Marvin had prodigious intellectual gifts and was educated in progressive schools in New York, where he attended the Ethical Culture School in Manhattan, Fieldston School in Riverdale, Bronx High School of Science, and later the Phillips Academy in Andover, Massachusetts. After serving in the US Navy in the Second World War (1944-45), he earned a degree in mathematics in 1950 from Harvard University in Cambridge, Massachusetts, then in 1954 got his doctorate on learning machines, at Princeton University in New Jersey. When Minsky finished his Ph.D., the eminent mathematicians John von Neumann, Norbert Wiener, and Claude Shannon all recommended him for appointment as a junior fellow at Harvard.
When his Harvard fellowship ended in 1958, Minsky accepted an appointment at the Massachusetts Institute of Technology (MIT), where he would remain on faculty for the rest of his life. In his first year at MIT, Minsky founded the AI Lab, which quickly became a leading center for artificial Intelligence research. The lab popularized the idea of the digital sharing of information, giving rise to the open-source movement. The lab conducted much of the initial work on the ARPANET, which ultimately evolved into the Internet of today.
Marvin Minsky was the recipient of numerous honors and awards, among them the Turing Award, the IEEE Computer Society’s Computer Pioneer Award, and the Franklin Institute’s Benjamin Franklin Medal.
On 30 July 1952, Minsky married Gloria Anna Rudisch (1926-), a prominent Boston pediatrician, and they had three children—the twins Henry and Juliana, and Margaret. Gloria recalled her first conversation with Marvin: “He said he wanted to know about how the brain worked. I thought he is either very wise or very dumb. Fortunately, it turned out to be the former.” Minsky and his wife often welcomed students into their home, where several pianos stood as a reminder that Minsky was a musical prodigy, able to improvise fugues in the baroque style of J.S. Bach.

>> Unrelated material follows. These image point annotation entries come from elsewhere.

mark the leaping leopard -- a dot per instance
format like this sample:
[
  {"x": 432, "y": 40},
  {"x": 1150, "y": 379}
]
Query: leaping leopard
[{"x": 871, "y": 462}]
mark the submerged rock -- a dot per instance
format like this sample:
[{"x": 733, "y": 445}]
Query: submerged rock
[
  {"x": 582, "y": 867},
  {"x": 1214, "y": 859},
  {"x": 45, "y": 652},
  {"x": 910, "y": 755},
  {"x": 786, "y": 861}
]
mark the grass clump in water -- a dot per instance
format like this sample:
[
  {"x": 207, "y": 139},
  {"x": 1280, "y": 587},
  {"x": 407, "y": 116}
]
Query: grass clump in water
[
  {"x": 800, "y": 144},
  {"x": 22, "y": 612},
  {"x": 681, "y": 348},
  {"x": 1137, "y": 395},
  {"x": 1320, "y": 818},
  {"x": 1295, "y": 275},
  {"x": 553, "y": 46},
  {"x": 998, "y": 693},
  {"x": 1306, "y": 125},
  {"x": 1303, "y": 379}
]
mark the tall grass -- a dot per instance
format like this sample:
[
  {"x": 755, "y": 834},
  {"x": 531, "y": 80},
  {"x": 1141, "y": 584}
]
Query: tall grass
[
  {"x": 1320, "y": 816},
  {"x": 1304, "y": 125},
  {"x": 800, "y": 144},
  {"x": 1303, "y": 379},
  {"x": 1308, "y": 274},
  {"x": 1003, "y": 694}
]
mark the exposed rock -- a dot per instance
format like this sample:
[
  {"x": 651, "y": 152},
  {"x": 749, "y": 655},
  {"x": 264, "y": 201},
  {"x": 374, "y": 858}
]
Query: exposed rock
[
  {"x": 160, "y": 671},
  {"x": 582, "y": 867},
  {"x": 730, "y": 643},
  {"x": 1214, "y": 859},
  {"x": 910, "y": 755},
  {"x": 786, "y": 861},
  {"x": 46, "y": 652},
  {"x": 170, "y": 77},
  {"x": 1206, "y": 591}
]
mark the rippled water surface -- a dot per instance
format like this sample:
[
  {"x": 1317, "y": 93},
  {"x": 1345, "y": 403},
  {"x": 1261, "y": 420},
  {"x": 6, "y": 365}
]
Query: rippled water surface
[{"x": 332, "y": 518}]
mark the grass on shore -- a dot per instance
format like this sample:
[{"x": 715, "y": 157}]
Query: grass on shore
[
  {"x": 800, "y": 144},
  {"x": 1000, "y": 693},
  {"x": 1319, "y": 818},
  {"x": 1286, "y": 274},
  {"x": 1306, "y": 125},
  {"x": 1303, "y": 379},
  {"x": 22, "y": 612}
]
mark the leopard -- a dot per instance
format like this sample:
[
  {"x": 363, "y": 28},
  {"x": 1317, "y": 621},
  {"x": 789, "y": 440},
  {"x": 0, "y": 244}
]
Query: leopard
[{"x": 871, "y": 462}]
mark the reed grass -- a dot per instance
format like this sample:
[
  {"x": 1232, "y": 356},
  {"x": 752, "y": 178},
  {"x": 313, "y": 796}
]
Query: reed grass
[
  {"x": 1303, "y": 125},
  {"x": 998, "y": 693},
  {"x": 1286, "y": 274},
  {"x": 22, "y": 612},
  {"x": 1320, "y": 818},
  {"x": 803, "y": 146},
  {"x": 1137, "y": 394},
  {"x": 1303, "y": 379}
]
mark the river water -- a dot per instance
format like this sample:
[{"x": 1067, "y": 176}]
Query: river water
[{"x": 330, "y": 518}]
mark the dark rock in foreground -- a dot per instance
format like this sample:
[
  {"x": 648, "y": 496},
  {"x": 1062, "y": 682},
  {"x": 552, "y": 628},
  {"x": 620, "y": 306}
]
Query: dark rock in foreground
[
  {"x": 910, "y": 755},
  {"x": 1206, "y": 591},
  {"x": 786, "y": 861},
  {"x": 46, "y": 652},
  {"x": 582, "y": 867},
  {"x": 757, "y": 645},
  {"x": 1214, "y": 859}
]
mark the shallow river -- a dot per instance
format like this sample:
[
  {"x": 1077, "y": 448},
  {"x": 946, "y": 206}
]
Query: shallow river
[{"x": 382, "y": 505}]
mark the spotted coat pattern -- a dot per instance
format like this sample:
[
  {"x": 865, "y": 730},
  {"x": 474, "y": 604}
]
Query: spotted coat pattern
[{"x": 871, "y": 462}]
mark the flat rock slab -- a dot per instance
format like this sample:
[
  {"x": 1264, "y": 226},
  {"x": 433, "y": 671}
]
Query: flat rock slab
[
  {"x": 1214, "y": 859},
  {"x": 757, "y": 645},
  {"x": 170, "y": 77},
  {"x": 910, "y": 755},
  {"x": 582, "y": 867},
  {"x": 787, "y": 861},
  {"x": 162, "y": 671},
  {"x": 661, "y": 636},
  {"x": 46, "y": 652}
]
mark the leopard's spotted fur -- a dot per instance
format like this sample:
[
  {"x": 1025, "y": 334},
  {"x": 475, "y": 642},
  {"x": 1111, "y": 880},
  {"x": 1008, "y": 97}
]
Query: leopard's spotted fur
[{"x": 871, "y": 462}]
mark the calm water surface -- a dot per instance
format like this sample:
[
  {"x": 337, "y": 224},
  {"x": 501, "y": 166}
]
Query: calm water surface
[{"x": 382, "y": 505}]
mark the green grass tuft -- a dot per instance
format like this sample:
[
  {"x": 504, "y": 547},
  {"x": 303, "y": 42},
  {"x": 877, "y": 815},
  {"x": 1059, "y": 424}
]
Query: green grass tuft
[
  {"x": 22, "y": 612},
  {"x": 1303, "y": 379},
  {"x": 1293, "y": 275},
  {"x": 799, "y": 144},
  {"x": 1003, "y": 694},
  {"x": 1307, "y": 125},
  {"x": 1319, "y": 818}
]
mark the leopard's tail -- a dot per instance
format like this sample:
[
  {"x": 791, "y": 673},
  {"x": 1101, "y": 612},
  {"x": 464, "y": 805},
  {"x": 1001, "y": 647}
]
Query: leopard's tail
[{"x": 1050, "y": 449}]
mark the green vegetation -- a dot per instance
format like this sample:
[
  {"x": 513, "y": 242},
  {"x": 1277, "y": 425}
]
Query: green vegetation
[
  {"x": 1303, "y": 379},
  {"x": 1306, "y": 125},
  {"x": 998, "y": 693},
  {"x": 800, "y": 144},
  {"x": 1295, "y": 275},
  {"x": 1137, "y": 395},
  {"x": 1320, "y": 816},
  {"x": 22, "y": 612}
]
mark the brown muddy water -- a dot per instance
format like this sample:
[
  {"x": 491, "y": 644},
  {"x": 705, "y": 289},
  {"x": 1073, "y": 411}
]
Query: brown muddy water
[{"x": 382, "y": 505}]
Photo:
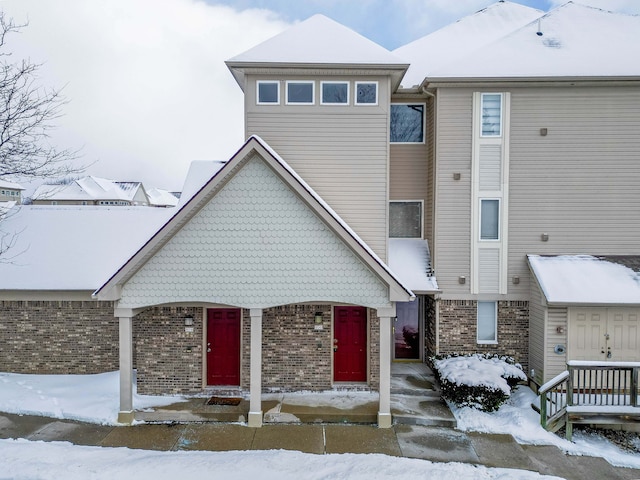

In 1985, Minsky published a book, The Society of Mind, stating that intelligence emerges from the cooperative behavior of multiple agents, none of which is intelligent. Then, in 2006, Minsky published The Emotion Machine, in which he noted, that concepts such as intelligence are ‘suitcase words’, into which one can stuff multiple meanings. He wrote that our resourceful intelligence arises from multiple ways of thinking on multiple levels, and from multiple ways of representing knowledge. Minsky argued that “somewhere down the line, some computers will become more intelligent than most people,” but that it was very hard to predict how fast progress would be. He cautioned that an artificial superintelligence designed to solve an innocuous mathematical problem might decide to assume control of Earth’s resources to build supercomputers to help achieve its goal, but believed that such negative scenarios are “hard to take seriously” because he felt confident that AI would go through a lot of testing before being deployed.
Marvin Minsky died on 24 January 2016 of a cerebral hemorrhage in Boston, Massachusetts, at the age of 88.